Species of flowering plant

Homogyne alpina, the Alpine coltsfoot or purple colt's-foot, is a rhizomatous herb in the family Asteraceae, which is often used as an ornamental plant. The plant has purple-red flowers, and it is usually associated with the gall flies Ensina sonchi and Acidia cognata.

Homogyne alpina is a perennial plant that reaches a height of 10 to 40 centimeters. The rhizome is creeping woolly and scaly. The stem is erect, reddish brown and often single head. It is hairy silvery-woolly, bare later and usually has 2 leaves on small scales. The leaves are all basal, long-stalked, leathery, coarse and glossy dark green, the underside is lighter. The leaf blade is heart-kidney-shaped.

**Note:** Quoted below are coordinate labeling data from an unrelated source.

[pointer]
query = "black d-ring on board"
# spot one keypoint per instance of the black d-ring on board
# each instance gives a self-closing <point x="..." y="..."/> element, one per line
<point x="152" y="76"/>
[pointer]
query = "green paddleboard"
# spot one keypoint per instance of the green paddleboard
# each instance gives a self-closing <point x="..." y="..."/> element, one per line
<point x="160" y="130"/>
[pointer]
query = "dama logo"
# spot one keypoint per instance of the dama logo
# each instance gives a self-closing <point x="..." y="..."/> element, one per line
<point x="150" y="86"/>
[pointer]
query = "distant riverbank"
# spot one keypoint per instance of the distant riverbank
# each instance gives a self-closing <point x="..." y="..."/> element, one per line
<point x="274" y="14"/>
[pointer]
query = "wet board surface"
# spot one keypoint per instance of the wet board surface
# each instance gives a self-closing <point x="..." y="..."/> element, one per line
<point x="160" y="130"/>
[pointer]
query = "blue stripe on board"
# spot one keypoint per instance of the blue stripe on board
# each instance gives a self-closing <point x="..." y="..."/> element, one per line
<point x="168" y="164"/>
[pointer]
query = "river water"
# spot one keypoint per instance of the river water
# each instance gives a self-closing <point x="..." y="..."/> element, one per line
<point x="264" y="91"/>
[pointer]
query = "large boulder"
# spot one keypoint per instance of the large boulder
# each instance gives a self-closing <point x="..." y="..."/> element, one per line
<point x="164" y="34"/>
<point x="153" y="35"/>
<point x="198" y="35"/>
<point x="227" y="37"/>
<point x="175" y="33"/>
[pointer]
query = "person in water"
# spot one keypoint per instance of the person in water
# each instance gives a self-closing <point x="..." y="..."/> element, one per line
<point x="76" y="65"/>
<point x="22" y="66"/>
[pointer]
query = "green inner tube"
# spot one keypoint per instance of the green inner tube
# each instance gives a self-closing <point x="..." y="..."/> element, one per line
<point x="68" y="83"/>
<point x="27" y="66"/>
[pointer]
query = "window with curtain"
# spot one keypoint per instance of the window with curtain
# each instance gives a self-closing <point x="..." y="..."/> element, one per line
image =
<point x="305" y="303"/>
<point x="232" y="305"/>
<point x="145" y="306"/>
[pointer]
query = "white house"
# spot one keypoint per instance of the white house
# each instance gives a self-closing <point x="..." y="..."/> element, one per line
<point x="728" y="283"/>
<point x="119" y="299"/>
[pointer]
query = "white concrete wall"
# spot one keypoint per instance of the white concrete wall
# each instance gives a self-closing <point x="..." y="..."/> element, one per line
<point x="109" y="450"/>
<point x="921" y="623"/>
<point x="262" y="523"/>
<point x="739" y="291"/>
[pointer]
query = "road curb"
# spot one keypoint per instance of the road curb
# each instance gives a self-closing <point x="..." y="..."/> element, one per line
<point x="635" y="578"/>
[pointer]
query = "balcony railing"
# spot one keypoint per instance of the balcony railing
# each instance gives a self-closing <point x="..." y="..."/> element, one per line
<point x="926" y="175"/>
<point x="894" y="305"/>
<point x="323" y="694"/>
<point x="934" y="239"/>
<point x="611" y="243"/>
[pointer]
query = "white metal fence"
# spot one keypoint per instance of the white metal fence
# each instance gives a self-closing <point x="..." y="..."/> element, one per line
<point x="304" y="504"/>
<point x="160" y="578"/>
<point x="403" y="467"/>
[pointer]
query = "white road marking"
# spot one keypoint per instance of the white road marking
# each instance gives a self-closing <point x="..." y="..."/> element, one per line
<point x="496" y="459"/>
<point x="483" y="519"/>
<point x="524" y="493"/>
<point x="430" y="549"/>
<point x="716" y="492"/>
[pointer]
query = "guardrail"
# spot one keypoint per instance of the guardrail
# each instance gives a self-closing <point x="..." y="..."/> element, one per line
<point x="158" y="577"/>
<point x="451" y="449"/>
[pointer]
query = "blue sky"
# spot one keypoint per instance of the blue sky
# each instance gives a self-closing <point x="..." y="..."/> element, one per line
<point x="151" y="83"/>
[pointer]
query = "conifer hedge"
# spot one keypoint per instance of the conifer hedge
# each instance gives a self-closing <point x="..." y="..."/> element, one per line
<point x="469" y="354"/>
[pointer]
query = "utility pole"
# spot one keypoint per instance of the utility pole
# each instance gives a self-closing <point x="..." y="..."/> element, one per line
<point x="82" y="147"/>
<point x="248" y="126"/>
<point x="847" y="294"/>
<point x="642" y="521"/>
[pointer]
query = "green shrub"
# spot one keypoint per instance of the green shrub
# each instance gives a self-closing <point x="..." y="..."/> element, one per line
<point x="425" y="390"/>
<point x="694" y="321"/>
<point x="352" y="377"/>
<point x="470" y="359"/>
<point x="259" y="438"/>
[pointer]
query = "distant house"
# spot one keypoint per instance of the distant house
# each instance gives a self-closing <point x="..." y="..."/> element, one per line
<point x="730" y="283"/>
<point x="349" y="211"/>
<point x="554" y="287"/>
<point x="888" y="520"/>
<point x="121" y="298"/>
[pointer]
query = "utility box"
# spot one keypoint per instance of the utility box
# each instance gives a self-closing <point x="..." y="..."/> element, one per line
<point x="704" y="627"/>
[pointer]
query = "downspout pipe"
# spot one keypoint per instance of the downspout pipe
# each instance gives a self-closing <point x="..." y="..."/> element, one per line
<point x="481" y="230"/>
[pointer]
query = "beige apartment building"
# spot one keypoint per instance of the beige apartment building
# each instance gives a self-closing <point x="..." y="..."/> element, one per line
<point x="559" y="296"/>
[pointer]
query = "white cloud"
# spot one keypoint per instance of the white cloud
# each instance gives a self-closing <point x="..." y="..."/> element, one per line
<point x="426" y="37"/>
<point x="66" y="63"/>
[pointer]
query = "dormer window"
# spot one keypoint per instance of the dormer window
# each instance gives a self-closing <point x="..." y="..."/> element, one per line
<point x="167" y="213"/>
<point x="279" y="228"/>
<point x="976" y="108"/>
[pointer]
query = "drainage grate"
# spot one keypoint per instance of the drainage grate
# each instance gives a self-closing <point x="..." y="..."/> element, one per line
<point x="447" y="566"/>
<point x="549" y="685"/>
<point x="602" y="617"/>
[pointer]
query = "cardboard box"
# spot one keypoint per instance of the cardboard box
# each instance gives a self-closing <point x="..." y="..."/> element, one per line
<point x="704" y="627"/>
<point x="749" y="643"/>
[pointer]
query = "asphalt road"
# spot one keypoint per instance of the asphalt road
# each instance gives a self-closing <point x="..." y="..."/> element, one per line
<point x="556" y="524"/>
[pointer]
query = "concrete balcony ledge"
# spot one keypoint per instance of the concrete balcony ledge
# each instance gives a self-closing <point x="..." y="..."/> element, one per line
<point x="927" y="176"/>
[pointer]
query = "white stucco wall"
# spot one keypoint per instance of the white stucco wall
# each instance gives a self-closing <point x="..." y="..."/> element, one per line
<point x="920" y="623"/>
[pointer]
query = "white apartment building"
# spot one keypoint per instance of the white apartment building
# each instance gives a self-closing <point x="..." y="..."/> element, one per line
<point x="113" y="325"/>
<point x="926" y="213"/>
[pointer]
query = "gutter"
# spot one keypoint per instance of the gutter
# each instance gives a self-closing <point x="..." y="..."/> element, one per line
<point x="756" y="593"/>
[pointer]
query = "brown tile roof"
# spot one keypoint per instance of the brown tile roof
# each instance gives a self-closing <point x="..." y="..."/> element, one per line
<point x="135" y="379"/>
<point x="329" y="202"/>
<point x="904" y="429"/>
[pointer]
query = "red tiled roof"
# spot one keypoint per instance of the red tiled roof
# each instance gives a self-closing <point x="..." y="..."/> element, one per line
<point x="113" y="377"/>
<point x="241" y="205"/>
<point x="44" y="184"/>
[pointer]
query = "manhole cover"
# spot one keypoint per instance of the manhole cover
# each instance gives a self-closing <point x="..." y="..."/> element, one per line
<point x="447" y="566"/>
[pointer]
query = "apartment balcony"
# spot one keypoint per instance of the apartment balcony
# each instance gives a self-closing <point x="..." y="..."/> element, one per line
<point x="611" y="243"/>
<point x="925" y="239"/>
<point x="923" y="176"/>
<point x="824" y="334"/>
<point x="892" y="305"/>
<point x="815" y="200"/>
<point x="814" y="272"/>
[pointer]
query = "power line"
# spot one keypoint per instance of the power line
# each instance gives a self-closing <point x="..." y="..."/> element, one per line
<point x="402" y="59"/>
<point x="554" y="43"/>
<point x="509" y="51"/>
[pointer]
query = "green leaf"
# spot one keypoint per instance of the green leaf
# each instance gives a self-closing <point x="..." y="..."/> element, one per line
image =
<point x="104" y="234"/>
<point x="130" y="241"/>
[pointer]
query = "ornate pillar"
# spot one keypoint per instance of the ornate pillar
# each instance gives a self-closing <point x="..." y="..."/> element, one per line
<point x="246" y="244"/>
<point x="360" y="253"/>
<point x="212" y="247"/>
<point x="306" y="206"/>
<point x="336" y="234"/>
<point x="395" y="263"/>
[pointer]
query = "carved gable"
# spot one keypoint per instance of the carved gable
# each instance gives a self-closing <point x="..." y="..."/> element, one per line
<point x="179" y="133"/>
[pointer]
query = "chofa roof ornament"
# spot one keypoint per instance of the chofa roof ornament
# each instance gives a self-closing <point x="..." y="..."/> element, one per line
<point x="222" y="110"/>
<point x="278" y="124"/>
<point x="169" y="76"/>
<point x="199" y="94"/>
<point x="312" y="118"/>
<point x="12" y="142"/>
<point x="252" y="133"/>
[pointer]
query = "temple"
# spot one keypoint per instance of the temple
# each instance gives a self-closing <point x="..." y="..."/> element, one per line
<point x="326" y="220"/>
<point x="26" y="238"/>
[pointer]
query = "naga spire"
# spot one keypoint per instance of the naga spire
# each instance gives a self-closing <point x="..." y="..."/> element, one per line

The flower heads have a diameter up to 15 mm. The bracts are in a single row, crowded and hairy brown-red woolly at the base. The flowers are purple.

==Distribution==

Homogyne alpina grows in the mountains of South Central Europe at altitudes from 500 to 3 000 meters. The species grows on moist, humus-rich, mossy soil in coniferous forests, bushes and dwarf-shrub heath. In the U.K., it is known from a single location in Angus, Scotland. It is uncertain whether the plant is native or introduced.

==Similar species==

The felt-like Homogyne discolor is characterized by the under side white, felty leaves.